The past few weeks have been a challenge both mentally and physically for many people after the coronavirus pandemic hit the UK.

But what is life like for elite athletes who have spent months training for national and international competitions – only to suddenly feel like all their hard work has been in vain?

Cameron Park is just 22 years old and is currently studying Sport and Exercise Sciences at the University of Sunderland. He is also one of the UK’s leading young Taekwondo champions.

For the past 10 years, the student has been training every day, honing his fighting skills in preparation for national and worldwide competition. It’s a schedule which requires discipline and hard work.

This dedication has seen him placed in the top 10 at two European Championships and led to his entire focus being set on this month’s World championships, due to be held in Denmark.

However, the event has been cancelled due to the COVID-19 pandemic and, with lockdown now in place, the situation has left Cameron, and elite athletes like him, facing unique challenges in terms of training and mental wellbeing.

The student, who is from Durham and a former pupil at The Academy at Shotton Hall, says the crisis has left him with several challenges.

He said: “I cannot afford to sit around each day, otherwise my performance as an athlete will massively decrease, but I work within government guidelines in terms of training.

“I’m out running each day for the permitted time and then doing online sessions with Chris Curtis who is my strength and conditioning coach.

“Mentally, it took a toll on me as I do not know when the next time I will compete is. So therefore I’m doing everything I can to maintain my ability as an elite athlete and be prepared for when I do return to competition/full training.”

Cameron had been using the University’s CitySpace building for training purposes but with the facility now closed, he has had to diversify.

He said: “Without any facilities to access, I’m thinking outside the box along with Chris Curtis to maximise all my exercises along with the equipment I have at home.
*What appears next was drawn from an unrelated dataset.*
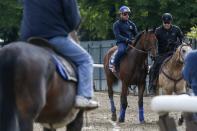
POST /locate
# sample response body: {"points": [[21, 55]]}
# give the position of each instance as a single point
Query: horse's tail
{"points": [[8, 115]]}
Luckily, I have equipment here in which I can get a lot of use from.”

Due to training with the GB team being cancelled, Cameron is now having to go back to basics, training in his back garden on his punch bag like he did when he was young.

Cameron added: “Nutrition was a big thing at the start when everybody was panic buying, as I need to maintain a good balanced diet. Thankfully, my mam is especially good at preparing all of this to keep me properly fed.

“As an elite athlete, I feel like my mental strength and thought processing is greatly helping me each day to focus on the future and hopefully we are getting one step closer to this pandemic finishing. Without the background I have, I feel current-life would be much harder to cope with.

“In terms of training, it has been difficult training at home at times as my three year old niece also lives with us.”

Cameron was 12 years old when his dad introduced him to Taekwondo, and he fell in love with it straight away.

The student is now part of the University’s Elite Athlete Scheme which supports young sporting stars of the future.